There are many methods for detecting PAH gene mutations, but one of them is polymerase chain reaction (PCR) combined with one or two of the following detection methods, including single-strand conformation polymorphism (SSCP), and the length of restriction enzyme fragments is large. State of the art (RFLP), denaturing gradient gel electrophoresis (DGGE), direct DNA sequencing, mutation-site-specific oligonucleotide probe (ASO), PCR-polyacrylamide gel electrophoresis-silver staining, dideoxy fingerprinting , an amplification refractory mutation system (ARMS), enzyme mismatch cleavage method, etc., can analyze the amplified DNA, can also perform SSCP analysis on RNA, analyze peripheral blood lymphocytes for specimens, prenatal diagnosis The polar body (gamete product) can be analyzed, and the polar body and ASO can be used for prenatal diagnosis. The PAH gene of known mutation site can also be examined by ASO method. There are five kinds of PAH gene mutations in China: R243Q, Y204C, V399V, Y356X, R413P, these 5 PAH gene mutations accounted for 56.7%, the most common point mutations in the mutation, accounting for 77.4% of the mutation type, Huang Shangzhi proposed a rapid diagnosis procedure for PAH gene mutation: Step 1 for the mutation point Specific oligonucleotide probe analysis, diagnostic rate Up to 66%; Step 2 for SSCP analysis of exon 4, the diagnostic rate increased to 80%; Step 3 uses SSCP analysis to detect several common mutation sites, namely R243Q (exon 7), V339V and Y356X (Exon 11), the diagnostic rate can reach 87%.

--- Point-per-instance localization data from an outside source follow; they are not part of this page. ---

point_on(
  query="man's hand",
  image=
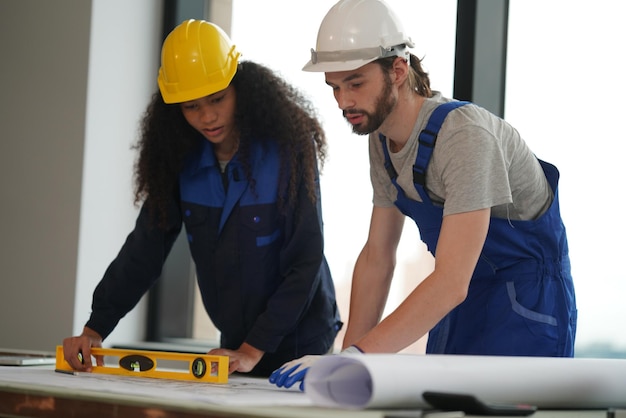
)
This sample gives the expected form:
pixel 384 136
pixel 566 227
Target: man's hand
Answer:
pixel 241 360
pixel 77 350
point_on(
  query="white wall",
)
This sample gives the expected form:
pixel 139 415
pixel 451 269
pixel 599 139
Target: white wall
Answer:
pixel 75 77
pixel 123 64
pixel 565 94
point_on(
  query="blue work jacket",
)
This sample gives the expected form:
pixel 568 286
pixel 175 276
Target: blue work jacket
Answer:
pixel 261 271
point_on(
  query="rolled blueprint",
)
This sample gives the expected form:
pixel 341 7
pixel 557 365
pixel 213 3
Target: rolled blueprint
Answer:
pixel 398 380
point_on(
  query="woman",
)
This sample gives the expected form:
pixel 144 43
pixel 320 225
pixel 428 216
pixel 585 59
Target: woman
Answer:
pixel 229 150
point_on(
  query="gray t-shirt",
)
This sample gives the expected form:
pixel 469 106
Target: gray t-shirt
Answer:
pixel 479 161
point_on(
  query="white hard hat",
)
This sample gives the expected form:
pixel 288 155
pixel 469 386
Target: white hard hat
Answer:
pixel 356 32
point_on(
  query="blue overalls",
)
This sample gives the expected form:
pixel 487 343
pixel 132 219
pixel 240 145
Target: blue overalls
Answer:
pixel 521 297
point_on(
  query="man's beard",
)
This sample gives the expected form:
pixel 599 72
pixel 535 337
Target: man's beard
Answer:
pixel 385 103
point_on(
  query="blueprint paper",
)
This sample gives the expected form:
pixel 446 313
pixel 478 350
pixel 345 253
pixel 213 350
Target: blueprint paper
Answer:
pixel 240 390
pixel 359 381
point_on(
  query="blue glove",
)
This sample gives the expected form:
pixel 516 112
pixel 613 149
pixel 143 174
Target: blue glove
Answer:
pixel 293 372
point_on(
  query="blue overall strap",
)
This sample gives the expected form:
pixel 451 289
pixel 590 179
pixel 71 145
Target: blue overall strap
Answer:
pixel 427 139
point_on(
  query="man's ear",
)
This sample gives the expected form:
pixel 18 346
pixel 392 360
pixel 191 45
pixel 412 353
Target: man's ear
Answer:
pixel 400 70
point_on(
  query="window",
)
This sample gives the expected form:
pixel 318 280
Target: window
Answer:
pixel 564 94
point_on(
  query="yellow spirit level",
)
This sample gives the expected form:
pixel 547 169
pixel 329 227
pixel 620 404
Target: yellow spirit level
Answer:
pixel 140 363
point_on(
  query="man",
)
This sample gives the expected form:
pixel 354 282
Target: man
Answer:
pixel 486 207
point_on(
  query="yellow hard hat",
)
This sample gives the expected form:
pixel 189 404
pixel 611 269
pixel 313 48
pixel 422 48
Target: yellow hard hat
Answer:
pixel 197 59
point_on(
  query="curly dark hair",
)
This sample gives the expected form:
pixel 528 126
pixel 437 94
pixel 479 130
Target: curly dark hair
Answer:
pixel 418 78
pixel 267 109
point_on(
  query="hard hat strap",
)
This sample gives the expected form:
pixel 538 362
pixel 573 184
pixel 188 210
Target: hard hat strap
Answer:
pixel 358 54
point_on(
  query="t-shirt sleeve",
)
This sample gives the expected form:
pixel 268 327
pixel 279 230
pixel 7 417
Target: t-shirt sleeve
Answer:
pixel 473 170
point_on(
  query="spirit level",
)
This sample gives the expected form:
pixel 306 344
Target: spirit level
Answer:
pixel 140 363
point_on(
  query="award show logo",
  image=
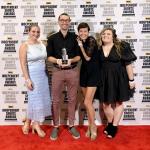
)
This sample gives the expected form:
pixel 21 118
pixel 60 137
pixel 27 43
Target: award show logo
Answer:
pixel 128 9
pixel 146 113
pixel 146 8
pixel 69 9
pixel 27 25
pixel 128 26
pixel 146 94
pixel 146 25
pixel 108 23
pixel 10 113
pixel 108 9
pixel 72 26
pixel 9 10
pixel 48 10
pixel 50 26
pixel 29 10
pixel 88 9
pixel 26 96
pixel 9 27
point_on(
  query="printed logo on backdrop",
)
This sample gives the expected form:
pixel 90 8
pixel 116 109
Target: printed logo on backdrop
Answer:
pixel 108 9
pixel 146 60
pixel 131 42
pixel 10 45
pixel 145 44
pixel 146 94
pixel 10 78
pixel 10 113
pixel 145 113
pixel 69 9
pixel 48 9
pixel 25 96
pixel 10 96
pixel 29 10
pixel 145 78
pixel 9 27
pixel 129 113
pixel 128 26
pixel 128 8
pixel 108 23
pixel 88 9
pixel 9 10
pixel 27 24
pixel 49 27
pixel 10 62
pixel 145 25
pixel 146 8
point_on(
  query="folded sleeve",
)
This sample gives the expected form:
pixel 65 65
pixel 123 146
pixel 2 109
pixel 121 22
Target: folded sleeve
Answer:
pixel 127 54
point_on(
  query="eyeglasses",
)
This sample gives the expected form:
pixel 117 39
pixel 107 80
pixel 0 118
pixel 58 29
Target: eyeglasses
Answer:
pixel 64 20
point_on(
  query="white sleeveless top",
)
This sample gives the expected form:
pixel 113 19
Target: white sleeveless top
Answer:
pixel 36 52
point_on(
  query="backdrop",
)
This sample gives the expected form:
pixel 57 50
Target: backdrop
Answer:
pixel 130 18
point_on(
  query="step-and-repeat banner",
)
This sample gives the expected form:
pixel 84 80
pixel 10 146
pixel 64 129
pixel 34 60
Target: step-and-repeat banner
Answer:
pixel 130 18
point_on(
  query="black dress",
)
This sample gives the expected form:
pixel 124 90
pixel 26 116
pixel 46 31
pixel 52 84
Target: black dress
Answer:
pixel 89 73
pixel 113 75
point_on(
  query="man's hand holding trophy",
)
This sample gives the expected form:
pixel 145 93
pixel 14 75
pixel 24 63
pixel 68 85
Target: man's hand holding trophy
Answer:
pixel 64 62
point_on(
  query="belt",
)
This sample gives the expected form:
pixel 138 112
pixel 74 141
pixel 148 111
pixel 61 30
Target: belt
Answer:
pixel 66 68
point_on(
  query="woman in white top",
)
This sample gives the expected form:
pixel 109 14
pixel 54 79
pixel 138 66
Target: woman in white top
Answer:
pixel 32 55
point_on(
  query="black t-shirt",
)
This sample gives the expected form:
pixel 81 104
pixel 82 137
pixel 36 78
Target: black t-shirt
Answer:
pixel 57 42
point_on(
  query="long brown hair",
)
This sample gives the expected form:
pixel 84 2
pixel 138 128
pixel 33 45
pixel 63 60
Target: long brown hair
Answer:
pixel 116 41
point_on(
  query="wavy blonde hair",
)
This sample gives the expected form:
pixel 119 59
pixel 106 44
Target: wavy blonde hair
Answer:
pixel 116 41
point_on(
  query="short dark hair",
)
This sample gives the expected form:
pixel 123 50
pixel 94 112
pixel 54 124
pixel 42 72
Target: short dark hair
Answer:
pixel 64 14
pixel 83 25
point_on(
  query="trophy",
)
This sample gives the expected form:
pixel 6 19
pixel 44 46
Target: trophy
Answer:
pixel 64 56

The method for detecting the PTPS gene is also based on PCR and combined with the DGGE method to screen the six coding sequences of the gene and the splice sites of all PTPS genes.

Differential diagnosis

Patients with PKU caused by classic and cofactor deficiency have hyperphenylalaninemia, but those with hyperphenylalaninemia do not necessarily cause PKU, so PKU should be differentiated from other hyperphenylalaninemia patients. .

Transient hyperphenylalaninemia, although the cause of this disease is also due to PAH deficiency, but not due to PAH gene mutation, but PAH immature, resulting in elevated blood phenylalanine concentration of 1.22mmol / L, However, over time, the concentration of blood phenylalanine can be reduced to normal, which can be identified by follow-up blood phenylalanine levels.

Transaminase hyperphenylalaninemia is caused by a lack of phenylalanine aminotransferase, this disease does not cause phenylketonuria, in general, the level of phenylalanine in the blood is normal, only when eating high protein diet blood benzene The concentration of alanine is elevated and the level of phenylalanine metabolites is normal, so it is not difficult to identify with PKU.

Light PKU also has only the identification of PKU caused by hyperphenylalaninemia and cofactors. The ratio of phenylalanine to tyrosine can be determined by genetic diagnosis and determination of blood tyrosine level or phenylalanine load test. Identification.

The material in this site is intended to be of general informational use and is not intended to constitute medical advice, probable diagnosis, or recommended treatments.

Was this article helpful? Thanks for the feedback. Thanks for the feedback.